As the tax year end approaches, South African financial consumers, and the public need to take advantage of the allowable tax deductions offered by the South African Revenue Service (SARS). These deductions can help reduce your tax liability, impact your estate positively, protect against creditors, and provide a system of forced savings for retirement.
I have listed the following benefits below for you to discuss with your financial professional.
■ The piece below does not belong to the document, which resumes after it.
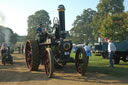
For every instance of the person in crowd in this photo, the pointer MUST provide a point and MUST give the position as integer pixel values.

- Reduce your tax liability
- Positive impact on your estate as it does not form part of your estate
- Protection against creditors under the Pension Fund Act
R 350 000 per year limit and the maximum of 27.5%:
- This limit applies to the total amount of tax deductions that can be claimed each year
- The 27.5% maximum applies to the portion of your taxable income that can be claimed as deductions
Forced savings for retirement:
- The deductions serve as a system of forced savings, as the money is set aside for retirement before it can be spent on other expenses
Options after age 55:
- Upon reaching age 55, you have the opportunity to withdraw one-third of your retirement savings as a lump sum
- The remaining two-thirds must be invested in an approved income-generating annuity-type product
It is also important to note that before the start of the new tax year on 1 March, it is an opportunity for you to work with your financial advisor and tax practitioner to review your income for the following tax year. They can help you to increase your current Retirement Annuity (RA) or take out a new RA to maximize your contributions. This way, you will not end at tax year end looking for cash flow to make an ad-hoc payment. It is a great way to take advantage of the allowable tax deductions and make the most of the forced savings’ system for your retirement.
An essential aspect is that Retirement Annuities typically can be rolled over open-ended after age 55 if you do not take the early retirement option. It means that you can continue contributing to your RA even after you reach the age of 55, allowing you to save even more for your retirement.
I recommend considering a new-generation low-cost retirement annuity (LISP) that typically has lower fees than traditional annuities, which can mean more money being saved for your retirement due to enhance yields. They also offer a more comprehensive range of investment options, allowing you to tailor your retirement savings to your individual needs and risk appetite. They often allow for more flexibility regarding contributions and withdrawals.
After age 55, you can withdraw one-third of your retirement savings as a lump sum, with the remaining two-thirds required to be invested in an approved income annuity fund. By taking advantage of the allowable tax deductions offered by SARS before the tax year end and considering a new generation of low-cost retirement annuities, you can maximize your retirement savings and achieve your financial goals.
Finally, taking advantage of the allowable tax deductions offered by SARS before the tax year end on February 28th can significantly reduce your tax liability, impact your estate and protection against creditors, and provide a system of forced savings for retirement. The R 350 000 per year limit and the maximum of 27.5% should be considered when planning your deductions.
It is recommended that you work with a financial professional and tax practitioner to ensure that your chosen product suits your needs and goals. If you do not currently have a financial advisor or tax practitioner, you can find a qualified professional by contacting the Financial Planning Institute (FPI) of South Africa. They can help you make the most of the allowable tax deductions offered by SARS and assist you in choosing the right retirement annuity product for your needs.
So Don’t Be Taxed to Death – Save for Retirement and Reduce Your Liability with SARS Allowable Deductions.